Светлый фон

— Ладно. Следующий вопрос: можно ли как-нибудь установить, что сам по себе фонд — преступное предприятие? Его существование или учреждение способствует совершению преступления или мошенничества?

— С этим еще сложнее.

— В таком случае положение у вас незавидное.

В задумчивости я прикусила губу.

— Элен, единственное, что нам необходимо выяснить, — имя клиента. Мы должны знать, кто он. Это возможно?

— Гиббс заявил о наличии привилегии потому, что клиент потребовал обеспечить себе инкогнито?

— Именно так.

— Этого не изменишь. Если вы докажете, что клиент, по всей вероятности, обладает жизненно важной информацией для текущего расследования, я смогу узнать его имя.

— Я поняла.

— Должно получиться. Найдите хоть одну улику, которая заменит формулировку «убийство-самоубийство» на «двойное убийство». Как только вы это сделаете, сам фонд станет объектом расследования и мы сможем вынудить Гиббса раскрыть имя его клиента.

Голос Элен слегка изменился, стал дружелюбным и менее резким.

— Скажу тебе прямо, Смоуки. Гиббс мог показаться услужливым, но эта фразочка, которую он как бы невзначай обронил, о юридической отмене обязательств… она несколько неуклюжая. Я бы поспорила, хотя понимаю: это пустая трата времени.
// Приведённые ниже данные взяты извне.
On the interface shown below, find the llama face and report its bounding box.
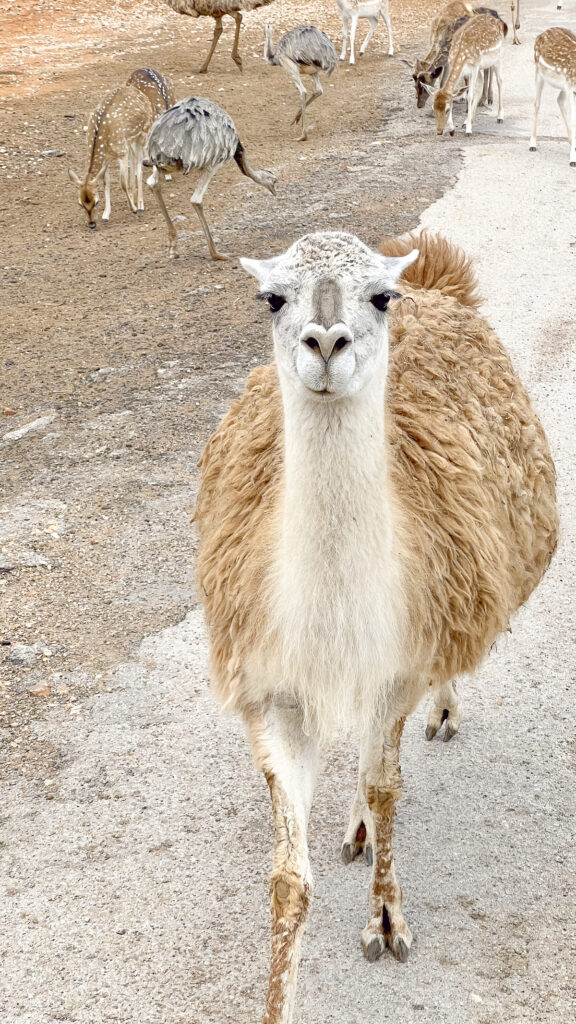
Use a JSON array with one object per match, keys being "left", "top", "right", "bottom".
[{"left": 241, "top": 231, "right": 418, "bottom": 401}]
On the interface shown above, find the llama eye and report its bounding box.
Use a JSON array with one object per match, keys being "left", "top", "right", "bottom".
[
  {"left": 258, "top": 292, "right": 286, "bottom": 313},
  {"left": 370, "top": 292, "right": 399, "bottom": 313}
]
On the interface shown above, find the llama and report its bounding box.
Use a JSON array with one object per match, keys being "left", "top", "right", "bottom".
[{"left": 196, "top": 231, "right": 558, "bottom": 1024}]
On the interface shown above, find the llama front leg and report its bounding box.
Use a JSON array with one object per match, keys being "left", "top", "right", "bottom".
[
  {"left": 247, "top": 706, "right": 318, "bottom": 1024},
  {"left": 362, "top": 718, "right": 412, "bottom": 962}
]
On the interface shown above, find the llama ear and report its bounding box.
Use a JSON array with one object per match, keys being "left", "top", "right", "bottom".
[
  {"left": 384, "top": 249, "right": 420, "bottom": 281},
  {"left": 240, "top": 256, "right": 280, "bottom": 285}
]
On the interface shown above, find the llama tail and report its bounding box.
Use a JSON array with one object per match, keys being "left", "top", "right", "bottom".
[{"left": 380, "top": 230, "right": 481, "bottom": 309}]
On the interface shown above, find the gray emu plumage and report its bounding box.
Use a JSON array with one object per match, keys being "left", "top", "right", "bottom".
[
  {"left": 148, "top": 96, "right": 276, "bottom": 259},
  {"left": 264, "top": 25, "right": 338, "bottom": 142},
  {"left": 164, "top": 0, "right": 273, "bottom": 75}
]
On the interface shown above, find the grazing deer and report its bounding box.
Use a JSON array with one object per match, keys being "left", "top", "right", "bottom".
[
  {"left": 68, "top": 85, "right": 154, "bottom": 227},
  {"left": 336, "top": 0, "right": 394, "bottom": 65},
  {"left": 403, "top": 7, "right": 500, "bottom": 110},
  {"left": 530, "top": 29, "right": 576, "bottom": 167},
  {"left": 126, "top": 68, "right": 176, "bottom": 118},
  {"left": 434, "top": 14, "right": 508, "bottom": 135}
]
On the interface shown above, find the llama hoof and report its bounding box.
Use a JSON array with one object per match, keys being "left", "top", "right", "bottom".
[{"left": 362, "top": 932, "right": 386, "bottom": 964}]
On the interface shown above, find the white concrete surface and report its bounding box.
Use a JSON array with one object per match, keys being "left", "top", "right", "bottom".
[{"left": 0, "top": 0, "right": 576, "bottom": 1024}]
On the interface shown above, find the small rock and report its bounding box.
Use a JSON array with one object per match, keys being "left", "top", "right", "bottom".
[{"left": 28, "top": 683, "right": 52, "bottom": 697}]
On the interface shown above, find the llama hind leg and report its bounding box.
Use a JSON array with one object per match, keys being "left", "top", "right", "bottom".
[
  {"left": 340, "top": 743, "right": 374, "bottom": 866},
  {"left": 426, "top": 680, "right": 462, "bottom": 740},
  {"left": 247, "top": 706, "right": 318, "bottom": 1024},
  {"left": 362, "top": 718, "right": 412, "bottom": 962}
]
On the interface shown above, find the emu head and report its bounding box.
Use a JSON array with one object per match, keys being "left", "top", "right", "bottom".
[
  {"left": 68, "top": 167, "right": 106, "bottom": 227},
  {"left": 241, "top": 231, "right": 418, "bottom": 401}
]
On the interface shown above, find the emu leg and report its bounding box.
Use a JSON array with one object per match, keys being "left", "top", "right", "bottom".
[
  {"left": 362, "top": 718, "right": 412, "bottom": 963},
  {"left": 247, "top": 706, "right": 318, "bottom": 1024},
  {"left": 232, "top": 10, "right": 242, "bottom": 71},
  {"left": 191, "top": 164, "right": 234, "bottom": 259},
  {"left": 147, "top": 167, "right": 178, "bottom": 256},
  {"left": 197, "top": 14, "right": 222, "bottom": 75},
  {"left": 425, "top": 680, "right": 462, "bottom": 741}
]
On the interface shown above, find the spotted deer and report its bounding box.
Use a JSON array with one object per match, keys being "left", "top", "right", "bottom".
[
  {"left": 68, "top": 85, "right": 154, "bottom": 227},
  {"left": 336, "top": 0, "right": 394, "bottom": 65},
  {"left": 434, "top": 14, "right": 502, "bottom": 135},
  {"left": 404, "top": 7, "right": 500, "bottom": 110},
  {"left": 126, "top": 68, "right": 176, "bottom": 118},
  {"left": 530, "top": 29, "right": 576, "bottom": 167}
]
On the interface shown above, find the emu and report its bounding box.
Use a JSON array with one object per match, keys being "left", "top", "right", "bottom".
[
  {"left": 159, "top": 0, "right": 273, "bottom": 75},
  {"left": 196, "top": 231, "right": 558, "bottom": 1024},
  {"left": 147, "top": 96, "right": 276, "bottom": 260},
  {"left": 264, "top": 25, "right": 338, "bottom": 142}
]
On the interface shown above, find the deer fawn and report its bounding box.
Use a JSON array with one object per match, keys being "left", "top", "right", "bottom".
[
  {"left": 68, "top": 85, "right": 154, "bottom": 227},
  {"left": 434, "top": 14, "right": 502, "bottom": 135},
  {"left": 530, "top": 29, "right": 576, "bottom": 167},
  {"left": 126, "top": 68, "right": 176, "bottom": 118},
  {"left": 336, "top": 0, "right": 394, "bottom": 65}
]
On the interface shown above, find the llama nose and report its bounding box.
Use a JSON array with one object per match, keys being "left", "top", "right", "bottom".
[{"left": 300, "top": 324, "right": 353, "bottom": 362}]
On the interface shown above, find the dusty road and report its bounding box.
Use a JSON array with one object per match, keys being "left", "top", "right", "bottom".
[{"left": 0, "top": 0, "right": 576, "bottom": 1024}]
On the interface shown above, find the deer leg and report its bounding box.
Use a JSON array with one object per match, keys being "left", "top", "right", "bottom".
[
  {"left": 380, "top": 4, "right": 394, "bottom": 57},
  {"left": 362, "top": 718, "right": 412, "bottom": 962},
  {"left": 426, "top": 680, "right": 462, "bottom": 740},
  {"left": 197, "top": 14, "right": 222, "bottom": 75},
  {"left": 340, "top": 14, "right": 349, "bottom": 60},
  {"left": 247, "top": 705, "right": 318, "bottom": 1024},
  {"left": 530, "top": 68, "right": 544, "bottom": 153},
  {"left": 118, "top": 156, "right": 136, "bottom": 213},
  {"left": 510, "top": 0, "right": 520, "bottom": 46},
  {"left": 191, "top": 164, "right": 234, "bottom": 259},
  {"left": 494, "top": 61, "right": 504, "bottom": 125},
  {"left": 147, "top": 167, "right": 178, "bottom": 256},
  {"left": 558, "top": 89, "right": 576, "bottom": 167},
  {"left": 360, "top": 17, "right": 378, "bottom": 56},
  {"left": 232, "top": 10, "right": 242, "bottom": 71},
  {"left": 102, "top": 164, "right": 112, "bottom": 221},
  {"left": 349, "top": 13, "right": 358, "bottom": 65}
]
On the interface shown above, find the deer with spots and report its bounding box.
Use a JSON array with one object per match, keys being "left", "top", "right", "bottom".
[
  {"left": 69, "top": 85, "right": 154, "bottom": 228},
  {"left": 530, "top": 29, "right": 576, "bottom": 167}
]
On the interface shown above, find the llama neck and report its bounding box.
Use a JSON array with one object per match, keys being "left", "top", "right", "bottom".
[{"left": 282, "top": 379, "right": 392, "bottom": 578}]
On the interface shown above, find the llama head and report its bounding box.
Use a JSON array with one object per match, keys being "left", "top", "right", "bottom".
[{"left": 241, "top": 231, "right": 418, "bottom": 401}]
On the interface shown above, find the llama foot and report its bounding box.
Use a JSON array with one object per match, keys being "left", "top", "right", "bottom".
[
  {"left": 362, "top": 906, "right": 412, "bottom": 964},
  {"left": 340, "top": 821, "right": 374, "bottom": 867},
  {"left": 425, "top": 684, "right": 462, "bottom": 742}
]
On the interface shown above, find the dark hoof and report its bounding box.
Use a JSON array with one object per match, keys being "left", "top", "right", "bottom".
[
  {"left": 390, "top": 935, "right": 410, "bottom": 964},
  {"left": 364, "top": 935, "right": 384, "bottom": 964}
]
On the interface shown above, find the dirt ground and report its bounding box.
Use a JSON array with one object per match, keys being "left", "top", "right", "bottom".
[{"left": 0, "top": 0, "right": 460, "bottom": 777}]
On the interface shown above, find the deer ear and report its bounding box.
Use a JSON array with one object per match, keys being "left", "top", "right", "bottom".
[{"left": 240, "top": 256, "right": 280, "bottom": 285}]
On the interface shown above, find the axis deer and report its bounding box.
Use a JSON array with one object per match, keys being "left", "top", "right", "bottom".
[
  {"left": 530, "top": 29, "right": 576, "bottom": 167},
  {"left": 68, "top": 85, "right": 154, "bottom": 228},
  {"left": 403, "top": 7, "right": 500, "bottom": 110},
  {"left": 434, "top": 14, "right": 502, "bottom": 135},
  {"left": 336, "top": 0, "right": 394, "bottom": 65}
]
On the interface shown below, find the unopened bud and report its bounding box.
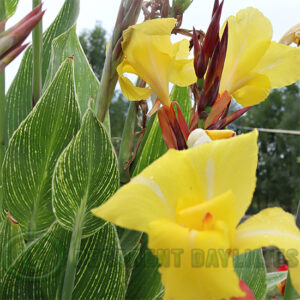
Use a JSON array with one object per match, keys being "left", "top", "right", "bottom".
[
  {"left": 187, "top": 128, "right": 212, "bottom": 148},
  {"left": 173, "top": 0, "right": 193, "bottom": 16}
]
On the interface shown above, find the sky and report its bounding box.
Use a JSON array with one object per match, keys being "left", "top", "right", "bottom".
[{"left": 6, "top": 0, "right": 300, "bottom": 87}]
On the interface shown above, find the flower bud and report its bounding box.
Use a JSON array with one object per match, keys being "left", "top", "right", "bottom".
[{"left": 187, "top": 128, "right": 212, "bottom": 148}]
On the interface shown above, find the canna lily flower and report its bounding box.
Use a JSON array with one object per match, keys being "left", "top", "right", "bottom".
[
  {"left": 92, "top": 131, "right": 300, "bottom": 300},
  {"left": 279, "top": 23, "right": 300, "bottom": 45},
  {"left": 220, "top": 7, "right": 300, "bottom": 107},
  {"left": 187, "top": 128, "right": 235, "bottom": 148},
  {"left": 117, "top": 18, "right": 196, "bottom": 106}
]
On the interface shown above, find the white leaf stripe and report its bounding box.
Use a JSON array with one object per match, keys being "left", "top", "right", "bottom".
[
  {"left": 53, "top": 109, "right": 119, "bottom": 236},
  {"left": 6, "top": 0, "right": 80, "bottom": 138},
  {"left": 44, "top": 25, "right": 99, "bottom": 113},
  {"left": 3, "top": 59, "right": 80, "bottom": 232},
  {"left": 0, "top": 223, "right": 125, "bottom": 300}
]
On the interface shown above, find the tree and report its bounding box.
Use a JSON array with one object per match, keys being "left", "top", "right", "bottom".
[
  {"left": 233, "top": 84, "right": 300, "bottom": 213},
  {"left": 79, "top": 23, "right": 107, "bottom": 80},
  {"left": 79, "top": 23, "right": 129, "bottom": 151}
]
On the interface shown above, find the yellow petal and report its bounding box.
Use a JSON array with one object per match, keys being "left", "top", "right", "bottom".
[
  {"left": 117, "top": 59, "right": 152, "bottom": 101},
  {"left": 177, "top": 191, "right": 239, "bottom": 240},
  {"left": 254, "top": 42, "right": 300, "bottom": 88},
  {"left": 205, "top": 130, "right": 235, "bottom": 141},
  {"left": 233, "top": 208, "right": 300, "bottom": 294},
  {"left": 147, "top": 220, "right": 243, "bottom": 300},
  {"left": 93, "top": 132, "right": 257, "bottom": 231},
  {"left": 92, "top": 150, "right": 202, "bottom": 231},
  {"left": 279, "top": 23, "right": 300, "bottom": 45},
  {"left": 232, "top": 74, "right": 271, "bottom": 107},
  {"left": 123, "top": 31, "right": 173, "bottom": 105},
  {"left": 185, "top": 131, "right": 258, "bottom": 220},
  {"left": 123, "top": 18, "right": 177, "bottom": 40},
  {"left": 220, "top": 7, "right": 273, "bottom": 94}
]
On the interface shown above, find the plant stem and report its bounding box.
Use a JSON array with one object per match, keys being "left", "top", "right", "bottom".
[
  {"left": 0, "top": 1, "right": 6, "bottom": 180},
  {"left": 119, "top": 101, "right": 136, "bottom": 184},
  {"left": 32, "top": 0, "right": 43, "bottom": 107},
  {"left": 61, "top": 202, "right": 87, "bottom": 300},
  {"left": 283, "top": 272, "right": 294, "bottom": 300},
  {"left": 283, "top": 201, "right": 300, "bottom": 300},
  {"left": 0, "top": 70, "right": 6, "bottom": 180},
  {"left": 95, "top": 0, "right": 143, "bottom": 122}
]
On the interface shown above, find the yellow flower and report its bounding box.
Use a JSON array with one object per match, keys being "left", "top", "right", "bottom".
[
  {"left": 220, "top": 7, "right": 300, "bottom": 106},
  {"left": 92, "top": 131, "right": 300, "bottom": 300},
  {"left": 117, "top": 18, "right": 196, "bottom": 106},
  {"left": 279, "top": 23, "right": 300, "bottom": 45},
  {"left": 187, "top": 128, "right": 235, "bottom": 148}
]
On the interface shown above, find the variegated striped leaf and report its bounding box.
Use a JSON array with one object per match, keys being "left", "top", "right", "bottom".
[
  {"left": 6, "top": 0, "right": 80, "bottom": 143},
  {"left": 44, "top": 25, "right": 99, "bottom": 113},
  {"left": 0, "top": 213, "right": 25, "bottom": 283},
  {"left": 53, "top": 109, "right": 119, "bottom": 236},
  {"left": 233, "top": 249, "right": 267, "bottom": 300},
  {"left": 3, "top": 58, "right": 80, "bottom": 232},
  {"left": 44, "top": 25, "right": 110, "bottom": 134},
  {"left": 0, "top": 223, "right": 125, "bottom": 300}
]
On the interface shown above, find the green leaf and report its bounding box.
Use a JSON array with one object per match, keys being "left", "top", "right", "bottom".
[
  {"left": 126, "top": 234, "right": 163, "bottom": 300},
  {"left": 3, "top": 59, "right": 80, "bottom": 232},
  {"left": 6, "top": 0, "right": 80, "bottom": 140},
  {"left": 52, "top": 109, "right": 119, "bottom": 299},
  {"left": 133, "top": 85, "right": 191, "bottom": 176},
  {"left": 53, "top": 109, "right": 119, "bottom": 237},
  {"left": 0, "top": 214, "right": 25, "bottom": 282},
  {"left": 234, "top": 249, "right": 267, "bottom": 300},
  {"left": 44, "top": 25, "right": 110, "bottom": 134},
  {"left": 267, "top": 271, "right": 288, "bottom": 289},
  {"left": 0, "top": 0, "right": 19, "bottom": 21},
  {"left": 44, "top": 25, "right": 99, "bottom": 113},
  {"left": 0, "top": 223, "right": 125, "bottom": 300}
]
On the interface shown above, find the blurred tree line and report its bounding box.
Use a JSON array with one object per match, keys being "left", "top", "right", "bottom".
[
  {"left": 80, "top": 23, "right": 300, "bottom": 214},
  {"left": 233, "top": 84, "right": 300, "bottom": 214}
]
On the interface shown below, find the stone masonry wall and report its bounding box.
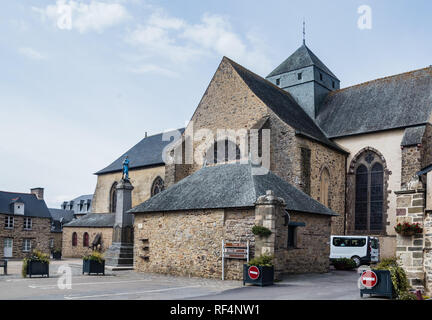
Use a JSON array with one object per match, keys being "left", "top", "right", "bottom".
[
  {"left": 285, "top": 212, "right": 331, "bottom": 273},
  {"left": 0, "top": 214, "right": 51, "bottom": 259},
  {"left": 134, "top": 209, "right": 254, "bottom": 280},
  {"left": 396, "top": 189, "right": 427, "bottom": 289},
  {"left": 62, "top": 227, "right": 113, "bottom": 258}
]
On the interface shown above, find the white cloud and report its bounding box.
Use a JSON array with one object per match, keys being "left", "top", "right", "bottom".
[
  {"left": 18, "top": 47, "right": 45, "bottom": 60},
  {"left": 126, "top": 9, "right": 271, "bottom": 72},
  {"left": 33, "top": 0, "right": 130, "bottom": 33}
]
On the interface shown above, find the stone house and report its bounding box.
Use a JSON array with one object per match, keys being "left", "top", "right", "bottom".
[
  {"left": 129, "top": 163, "right": 336, "bottom": 279},
  {"left": 0, "top": 188, "right": 55, "bottom": 259}
]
Элен всегда мыслит в направлении «как бы мы смогли», а не «вы не сможете, потому что». Она слов на ветер не бросает.

— Понятно. Я перезвоню.

Я повесила трубку и набрала номер Келли.

— Корпорация трудоголиков слушает. Чем могу помочь?

Я улыбнулась:

— Как ваши дела?

— Похвастать пока нечем, но мы продвигаемся, правда, медленно. Все еще исследуем фасад дома.

Я рассказала обо всем, что произошло с тех пор, как мы расстались, — о встрече с Гиббсом, о Николсоне и о разговоре с Элен.